Calma. Serve tempo. Questa potrebbe essere la chiave per la risoluzione del risiko del Leoncavallo che domani aspetta in presidio l'ufficiale giudiziario, che consegnerà la notifica di sfratto numero 130. «Il tempo sta per scadere. Il Leoncavallo in via Watteau rischia, dopo trent'anni, di non esistere più. A tutt'oggi - si legge sulla homepage del Leoncavallo spa - non c'è una soluzione, non ci sono ancora alternative concrete. Le voci sulla possibilità di assegnazione di sedi alternative sono per ora una eco lontana».
Questo il sentiment dei leoncavallini ormai brizzolati anche se quella che finora è stata prospettata come soluzione, ovvero il capannone industriale in via San Dionigi a Porto di Mare rimane l'unica sede alternativa all'ex cartiera di proprietà della società L'Orologio srl della famiglia Cabassi che deve essere velocemente liberata come impone la sentenza della Corte d'Appello del Tribunale civile del 9 ottobre 2024, che ha condannato il Ministero dell'Interno a risarcire 3 milioni di euro ai Cabassi per il mancato sgombero dell'area.

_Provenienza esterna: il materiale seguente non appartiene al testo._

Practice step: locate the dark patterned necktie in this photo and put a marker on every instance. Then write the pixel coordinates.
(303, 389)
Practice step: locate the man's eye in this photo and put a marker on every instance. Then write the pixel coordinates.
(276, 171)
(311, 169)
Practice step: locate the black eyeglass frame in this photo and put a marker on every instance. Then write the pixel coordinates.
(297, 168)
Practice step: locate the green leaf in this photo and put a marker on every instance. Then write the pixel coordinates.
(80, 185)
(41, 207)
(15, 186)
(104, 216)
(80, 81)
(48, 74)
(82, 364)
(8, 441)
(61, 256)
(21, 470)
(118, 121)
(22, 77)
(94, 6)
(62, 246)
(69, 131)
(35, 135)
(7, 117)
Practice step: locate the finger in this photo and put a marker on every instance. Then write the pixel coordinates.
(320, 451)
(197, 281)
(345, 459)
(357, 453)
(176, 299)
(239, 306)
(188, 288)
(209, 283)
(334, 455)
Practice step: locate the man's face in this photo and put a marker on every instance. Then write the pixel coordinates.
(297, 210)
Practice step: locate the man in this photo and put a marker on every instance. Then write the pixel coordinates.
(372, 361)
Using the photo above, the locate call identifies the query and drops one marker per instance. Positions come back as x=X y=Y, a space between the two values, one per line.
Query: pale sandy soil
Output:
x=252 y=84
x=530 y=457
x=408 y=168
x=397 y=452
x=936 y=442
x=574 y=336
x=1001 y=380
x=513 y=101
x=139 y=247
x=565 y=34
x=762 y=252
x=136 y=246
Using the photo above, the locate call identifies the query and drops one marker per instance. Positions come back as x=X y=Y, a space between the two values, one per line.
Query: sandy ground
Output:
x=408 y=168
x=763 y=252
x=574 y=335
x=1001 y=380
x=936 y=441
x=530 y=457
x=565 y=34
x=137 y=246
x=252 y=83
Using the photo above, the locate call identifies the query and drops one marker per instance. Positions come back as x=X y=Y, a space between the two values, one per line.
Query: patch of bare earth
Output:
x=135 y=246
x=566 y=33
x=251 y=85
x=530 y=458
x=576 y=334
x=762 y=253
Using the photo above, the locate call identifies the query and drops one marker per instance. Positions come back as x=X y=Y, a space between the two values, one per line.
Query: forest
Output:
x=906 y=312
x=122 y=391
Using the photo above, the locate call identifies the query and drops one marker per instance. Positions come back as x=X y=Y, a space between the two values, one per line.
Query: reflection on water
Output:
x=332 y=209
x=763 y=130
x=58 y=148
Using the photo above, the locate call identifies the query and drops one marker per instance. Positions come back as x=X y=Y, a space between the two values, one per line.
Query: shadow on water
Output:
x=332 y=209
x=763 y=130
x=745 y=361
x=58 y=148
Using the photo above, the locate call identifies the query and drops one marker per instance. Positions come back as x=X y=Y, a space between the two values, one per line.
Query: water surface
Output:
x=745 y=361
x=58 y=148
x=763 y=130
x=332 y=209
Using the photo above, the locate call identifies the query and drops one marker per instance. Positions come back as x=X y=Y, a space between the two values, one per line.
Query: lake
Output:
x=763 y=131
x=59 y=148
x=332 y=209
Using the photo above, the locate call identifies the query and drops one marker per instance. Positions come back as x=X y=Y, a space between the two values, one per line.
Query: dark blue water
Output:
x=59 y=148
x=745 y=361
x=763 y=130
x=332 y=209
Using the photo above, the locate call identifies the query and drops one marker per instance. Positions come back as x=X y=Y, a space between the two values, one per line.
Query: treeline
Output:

Dirimente è la questione della bonifica dall'amianto della copertura e quindi l'agibilità dello stabile di proprietà demaniale e proposto da Palazzo Marino come casa agli abusivi che rivendicano la funzione culturale e di presidio sociale svolta dal 1994 e sui cui il sindaco Beppe Sala ci ha messo la faccia annunciando pubblicamente di voler risolvere la questione.
Il problema degli autonomi di via Watteau, che si riuniranno in queste ore per prendere una posizione ufficiale sono i fondi per la bonifica e per ristrutturare l'ex capannone. Dal canto loro è opinabile che il Comune offra una sede così malmessa: l'ipotesi è una manifestazione di pubblico interesse per assegnare l'ex capannone al Leonka, perché traslochi e a fronte del pagamento di un canone mensile e di una compartecipazione alle spese di bonifica.
Il fatto è che ormai stabili di proprietà demaniale in città non ne sono rimasti, mangiati dalla valorizzazione immobiliare.
Sull'altro fronte la Prefettura sembra avere molta fretta di chiudere. Tradotto: Palazzo Diotti si aspetta una risposta ufficiale entro domani, dal momento che la sentenza è già esecutiva, e quasi certamente non verrà impugnata in Cassazione.
Anche se una volta sgomberata l'ex cartiera di via Watteau (siamo alla notifica di sgombero numero 130) e quindi eseguita la sentenza della Corte d'appello si pone il problema della messa in sicurezza dello stabile vuoto. La prassi vuole che sia la proprietà ad assumere una vigilanza privata e fare sì che nessuno entri abusivamente ancora nello stabile, posto il fatto che non è stato presentato in Comune alcun progetto di riqualificazione o riutilizzo dell'ex cartiera.
Tradotto: non esiste al momento un progetto per il futuro di via Watteau.C'è chi fa notare che a Milano le vere occupazioni, ovvero quelle fatte per appropriarsi degli spazi e poterli usare, non esistono più. Quelle che abbiamo visto sono solo simboliche.